AutoPub — Publish Python Package Releases to PyPI Upon Pull Request Merge


AutoPub enables project maintainers to release new package versions to the Python Package Index (PyPI) simply by merging pull requests. Intended for use with continuous integration (CI) systems such as CircleCI or Travis CI, AutoPub streamlines the package release process by automating an otherwise manual, tedious, and error-prone series of steps.

The Problem

A significant source of friction in software development is packaging and publishing new releases. At a minimum, somebody has to sift through the commits and write a change-log, increment the version number in one or more files, commit and tag the new version number, create a new release (e.g., on GitHub), and then finally publish the package to PyPI. And usually only one or two people have the access necessary for this last critical step, creating a choke-point that often needlessly blocks the release process.

The unfortunate result is an infrequent release cadence. New features and bug fixes are sitting right there in the master branch, but hardly anybody is benefiting from them because they aren’t in a shipped release yet.

The Solution

Thankfully, there’s a better way: a continuous release process where new versions are auto-published via pull requests — without any manual monkeying.

In this environment, all pull requests must include a release file that describes the changes within. This file must also include whether the new version should be a major, minor, or patch release. Let’s look at an example file:

Release type: patch

Ensure prefixed tag (not the bare version) is used when tagging commits.

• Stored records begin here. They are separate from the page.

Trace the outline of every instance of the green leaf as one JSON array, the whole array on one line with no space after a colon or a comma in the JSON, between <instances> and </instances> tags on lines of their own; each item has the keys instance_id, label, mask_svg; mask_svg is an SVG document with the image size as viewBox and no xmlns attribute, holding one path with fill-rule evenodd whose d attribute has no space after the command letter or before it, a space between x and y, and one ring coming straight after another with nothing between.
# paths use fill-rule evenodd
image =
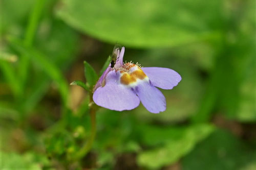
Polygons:
<instances>
[{"instance_id":1,"label":"green leaf","mask_svg":"<svg viewBox=\"0 0 256 170\"><path fill-rule=\"evenodd\" d=\"M172 46L215 38L221 24L221 1L62 2L57 15L68 24L101 40L133 47Z\"/></svg>"},{"instance_id":2,"label":"green leaf","mask_svg":"<svg viewBox=\"0 0 256 170\"><path fill-rule=\"evenodd\" d=\"M141 152L137 161L141 166L150 169L158 169L176 162L182 156L191 151L196 144L206 138L214 130L212 126L202 124L185 128L163 129L156 128L153 131L145 131L144 139L147 143L161 143L152 150ZM158 132L158 133L157 133ZM150 136L150 135L151 134ZM157 158L157 159L156 159Z\"/></svg>"},{"instance_id":3,"label":"green leaf","mask_svg":"<svg viewBox=\"0 0 256 170\"><path fill-rule=\"evenodd\" d=\"M61 71L54 63L48 59L48 57L34 48L28 47L18 39L8 37L10 44L19 53L25 54L31 58L33 62L41 67L52 79L57 83L64 105L67 106L69 87Z\"/></svg>"},{"instance_id":4,"label":"green leaf","mask_svg":"<svg viewBox=\"0 0 256 170\"><path fill-rule=\"evenodd\" d=\"M70 83L71 85L77 85L83 88L83 89L87 91L90 91L89 88L86 85L86 84L79 80L76 80Z\"/></svg>"},{"instance_id":5,"label":"green leaf","mask_svg":"<svg viewBox=\"0 0 256 170\"><path fill-rule=\"evenodd\" d=\"M16 62L17 60L17 56L13 54L0 52L0 60L7 61L11 62Z\"/></svg>"},{"instance_id":6,"label":"green leaf","mask_svg":"<svg viewBox=\"0 0 256 170\"><path fill-rule=\"evenodd\" d=\"M33 152L27 152L23 155L16 153L0 152L1 169L40 170L43 166L50 165L45 155Z\"/></svg>"},{"instance_id":7,"label":"green leaf","mask_svg":"<svg viewBox=\"0 0 256 170\"><path fill-rule=\"evenodd\" d=\"M250 146L217 130L184 158L182 169L255 169L256 150Z\"/></svg>"},{"instance_id":8,"label":"green leaf","mask_svg":"<svg viewBox=\"0 0 256 170\"><path fill-rule=\"evenodd\" d=\"M87 83L90 88L92 88L98 79L98 75L93 68L86 61L84 61L84 76L86 79Z\"/></svg>"}]
</instances>

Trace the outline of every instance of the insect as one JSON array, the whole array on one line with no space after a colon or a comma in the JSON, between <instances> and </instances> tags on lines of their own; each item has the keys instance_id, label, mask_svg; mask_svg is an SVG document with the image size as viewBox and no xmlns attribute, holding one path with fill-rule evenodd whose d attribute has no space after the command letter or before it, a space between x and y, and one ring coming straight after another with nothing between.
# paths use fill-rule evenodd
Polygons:
<instances>
[{"instance_id":1,"label":"insect","mask_svg":"<svg viewBox=\"0 0 256 170\"><path fill-rule=\"evenodd\" d=\"M118 61L119 56L117 56L117 51L118 50L120 51L121 48L122 46L121 45L116 43L114 47L112 54L110 56L111 59L110 67L112 68L114 68L114 67L115 66L115 64L116 64L116 62Z\"/></svg>"}]
</instances>

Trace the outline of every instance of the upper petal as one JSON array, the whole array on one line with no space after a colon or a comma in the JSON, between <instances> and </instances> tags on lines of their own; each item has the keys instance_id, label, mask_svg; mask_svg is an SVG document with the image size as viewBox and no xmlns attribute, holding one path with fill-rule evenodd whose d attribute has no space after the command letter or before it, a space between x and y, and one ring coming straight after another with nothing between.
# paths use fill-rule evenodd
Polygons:
<instances>
[{"instance_id":1,"label":"upper petal","mask_svg":"<svg viewBox=\"0 0 256 170\"><path fill-rule=\"evenodd\" d=\"M150 82L141 82L133 90L139 96L144 107L150 112L158 113L165 110L165 98L157 88Z\"/></svg>"},{"instance_id":2,"label":"upper petal","mask_svg":"<svg viewBox=\"0 0 256 170\"><path fill-rule=\"evenodd\" d=\"M97 105L117 111L132 110L139 106L139 98L130 88L118 83L119 77L115 71L108 74L105 85L93 93L93 101Z\"/></svg>"},{"instance_id":3,"label":"upper petal","mask_svg":"<svg viewBox=\"0 0 256 170\"><path fill-rule=\"evenodd\" d=\"M163 89L172 89L181 80L180 75L169 68L143 67L141 69L154 86Z\"/></svg>"}]
</instances>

When a maintainer decides that a given pull request conforms to project standards and merges it, the CI system invokes AutoPub, which looks for the release file in the master branch. If a release file hasn’t been included along with the pull request, the deployment stage of the build will be skipped. Otherwise, AutoPub uses the release file to prepend the description to the change-log and increment the version number, and then commits, tags, builds, and publishes the new release to GitHub and PyPI.


Empowering anyone to issue a new release by submitting a pull request? At first glance, it seems like an outlandish idea. Upon further inspection, however, the benefits become clear.

With almost no human input, every code contribution results in a new release in a matter of minutes. Every feature and bug-fix has its own release, without anyone having to remember to package and publish a new version. Plus, if a bug is found, it’s now much easier to trace it to a specific release version.

Perhaps the best part is that all contributors get to issue their own releases. What better way to welcome new contributors than to reward them with a dedicated release composed entirely of their own work?

Release Early and Often

Do you want to automate packaging for projects you maintain? The best way to start auto-publishing packages is to look at how AutoPub publishes itself via CircleCI. Because of course it does!

For those who want to use GitHub’s built-in Actions CI, have a look at how Pelican releases are published via AutoPub & GitHub Actions.

What if you aren’t a maintainer, but you need a bug-fix to be shipped for a project that hasn’t had a new version released in a while? Create an issue in the project repository, point the maintainers to this page, and ask them to consider making their lives easier by automating package releases. Even better, help them out by submitting a pull request that adds AutoPub to the repository’s existing CI flow! 🚀

Need Help?

If the above examples aren’t enough to get you going, or if you have any questions about AutoPub, please don’t hesitate to get in touch!


Many thanks to Marco Acierno and Patrick Arminio. Without their related deployment automation work on the Strawberry GraphQL library, AutoPub would not exist.